Putting an Electron on a Conducting Sphere

Question

What all might go on inside a conducting sphere if I (try to) dump an electron upon it?

Answer 1

If you were holding some charge there with some force and always had then an equal charge would distribute throughout the surface of the conductor so that an equal but opposite charge could be right where you are holding your charge. So it is just like the charge was always distributed on the surface.

If however you inserted some charge somewhere really fast and then let go, then things would start to change and so it isn't electrostatics anymore. Or if you held that charge and all the other charges too and then let go then it would not be electrostatics anymore but then at least the fields would start out electrostatic since you were holding everything static.

You can often think of a good conductor as a material with $\vec J =\sigma \vec E$ and find out the state it approaches after an infinite amount of time. And if you let $\sigma$ get large it approaches it quickly. In that case your object gets super close to that in a very short time.

So take $\vec J=\sigma \vec E$ then you can take the divergence of both sides and get $$\sigma\frac{\rho}{\epsilon_0}=\sigma\vec \nabla \cdot \vec E = \vec \nabla \cdot \vec J$$

Where we used the Maxwell equation $\dfrac{\rho}{\epsilon_0}=\vec \nabla \cdot \vec E$ and we can also take the divergence of $$\vec \nabla \times \vec B=\mu_0\vec J+\mu_0\epsilon_0\frac{\partial \vec E}{\partial t}$$ to get the continuity equation

$$\vec \nabla \cdot \vec J=-\epsilon_0\vec \nabla \cdot\frac{\partial \vec E}{\partial t}=-\frac{\partial \rho}{\partial t}.$$

This means we have $$\frac{\partial \rho}{\partial t}=-\vec \nabla \cdot \vec J=-\frac{\sigma}{\epsilon_0}\rho.$$

This means that if you insert some net charge into a conductor the amount of net charge imbalance decays exponentially fast.
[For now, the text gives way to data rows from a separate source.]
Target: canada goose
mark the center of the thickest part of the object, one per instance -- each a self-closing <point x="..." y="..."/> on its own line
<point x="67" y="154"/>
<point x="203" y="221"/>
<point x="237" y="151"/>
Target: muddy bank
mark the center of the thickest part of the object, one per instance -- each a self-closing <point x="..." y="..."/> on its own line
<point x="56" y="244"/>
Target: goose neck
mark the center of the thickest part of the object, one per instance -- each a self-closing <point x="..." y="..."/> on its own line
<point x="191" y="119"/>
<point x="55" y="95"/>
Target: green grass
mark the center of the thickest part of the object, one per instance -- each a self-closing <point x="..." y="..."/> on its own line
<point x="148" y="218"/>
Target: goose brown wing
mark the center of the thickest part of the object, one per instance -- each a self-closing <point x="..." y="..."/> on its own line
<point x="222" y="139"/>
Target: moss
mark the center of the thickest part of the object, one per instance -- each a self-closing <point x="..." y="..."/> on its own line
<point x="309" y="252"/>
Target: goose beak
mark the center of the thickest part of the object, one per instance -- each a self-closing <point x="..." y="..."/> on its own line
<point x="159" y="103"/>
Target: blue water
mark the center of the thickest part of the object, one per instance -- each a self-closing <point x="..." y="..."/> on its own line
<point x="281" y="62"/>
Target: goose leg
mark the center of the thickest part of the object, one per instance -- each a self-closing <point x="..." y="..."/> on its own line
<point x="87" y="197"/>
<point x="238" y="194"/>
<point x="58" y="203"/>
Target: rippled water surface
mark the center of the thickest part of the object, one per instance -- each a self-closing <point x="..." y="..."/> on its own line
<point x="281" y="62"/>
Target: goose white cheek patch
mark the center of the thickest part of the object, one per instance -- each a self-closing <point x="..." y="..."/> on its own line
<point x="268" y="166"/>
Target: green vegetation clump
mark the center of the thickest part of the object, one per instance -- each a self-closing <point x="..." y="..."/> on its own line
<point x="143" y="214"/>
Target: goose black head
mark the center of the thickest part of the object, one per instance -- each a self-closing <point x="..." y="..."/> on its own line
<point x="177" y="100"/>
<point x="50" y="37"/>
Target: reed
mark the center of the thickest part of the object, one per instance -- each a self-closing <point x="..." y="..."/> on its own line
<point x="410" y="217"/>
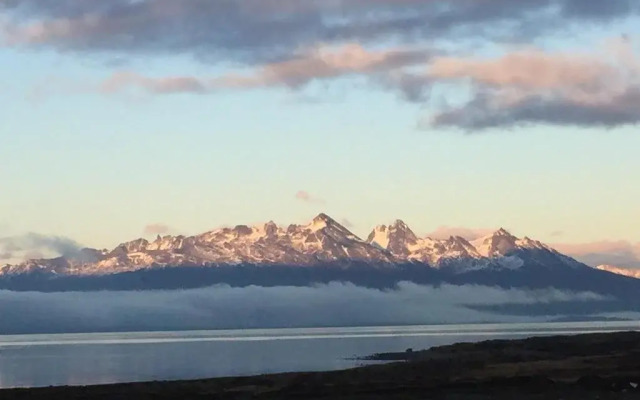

And if $\sigma$ is large that happens super fast. And current flows along the electric field lines. So it flows from positive charge imbalance all the way to either a negative charge imbalance (as they help each other get close to a charge balance $\rho=0$) or to the surface where a charge imbalance develops. And charge can and does also flow from one part of the surface to another if the field line just goes from one to the other without hitting a charge imbalance where the field diverges.

And it can even do that through a region of perfectly balanced charge. It's like if you had people that owed just as much money as they had in cash. They could each borrow a dollar from the person to their left and loan a dollar to the person on their right and they still owe as much as they have in cash except for those people on the two ends. Charge can flow from one point on the surface to another point on the surface in the same way they each push current along a field line and the two ends where the field line hits the surface are left with a charge imbalance.

So the charge inside can decay exponentially fast with a very very fast decay and the charge on the surface cab distribute itself. And it keeps doing that, but the amount of current gets smaller and smaller as the fields inside get smaller and smaller.

Now a conductor might not have $\vec J=\sigma\vec E,$ but the end that material becomes is what a perfect conductor is also aiming for. Basically a small field makes a huge current so huge amounts of charge can distribute away from inside to the outside and from one part of the outside surface to another part of the surface so the charge gets to that final configuration (or really close to it) really fast.